His response was to slide into line with the crowd and shift the old Jeep into a higher gear. He was grinning. Elise could only hope he would still be so thrilled when he was cleaning the blood off his car later.

Elise’s voice continued to roar from the speakers. “
Ipse venena bibas!
Crux sacra sit mihi lux, non draco sit mihi dux!
” The verse echoed amongst the tombstones and rattled the branches on the trees. They passed the ragged woman in the half-torn sundress, and as soon as the voice hit her ears, her spine went rigid. She fell to the ground, shaking, and Elise watched her pass with a critical eye.

“They’re not getting exorcised,” she said. “Damn.”

“What?” Betty asked, leaning up on Anthony’s seat.

She gestured to the servants. “The exorcism phrase isn’t enough. It’s hurting them, maybe even paralyzing a few, but on its own it can’t actually free them.”

“Hang on!” Anthony cried.

The Jeep shuddered as though it had struck a cement wall. Elise was flung forward onto the roll cage, and a body hit the windshield.

The glass cracked, splintered. Betty screamed.

The body that struck their windshield slid off, but more rose out of the darkness, falling under the wheels and being flung to the sides. They were helpless to run. All they could do was get chewed by the wheels of the Jeep as Anthony fought to keep control and Elise searched for James.

The speakers crackled. “
Crux sacra—lux, non draco sit mihi—retro, Satana—

One of the possessed ones leaped at the car, clawing for Elise’s jacket and the burning weight in her pocket. She threw herself out of its grasp, straddling the seat to keep her balance.

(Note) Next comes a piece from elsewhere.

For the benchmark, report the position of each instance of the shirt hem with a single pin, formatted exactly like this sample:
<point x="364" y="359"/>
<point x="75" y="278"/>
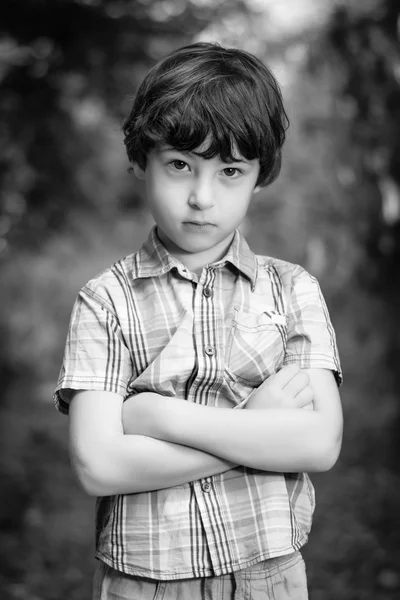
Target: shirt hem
<point x="173" y="576"/>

Her blade flashed. Blood sprayed.

The speakers made a static noise once more, and then died. “
Ipse venena…

Silence.

“The cable under the dashboard must have come loose!” Betty said.

A servant slammed into the hood of the Jeep, and it shuddered. This time, the man didn’t slide away. He found grip near the windshield wipers, hauled himself higher, and pulled back his arm.

His fist punched through the glass.

Anthony cried out, falling to the side in his seat to avoid the groping hand. The car swerved, but Elise kept her balance. She brought her sword down, slicing into the possessed one’s already-bleeding arm.

“We need the speakers!”

Betty crawled between the two front seats underneath Elise’s legs. “I can reconnect it. I just need a second to find the break!”

The servant groped blindly and found the steering wheel. He wrenched it to the side as Anthony slammed on the brakes.

Betty squealed again. The three fell into one another, a jumble of legs and arms and confused bodies.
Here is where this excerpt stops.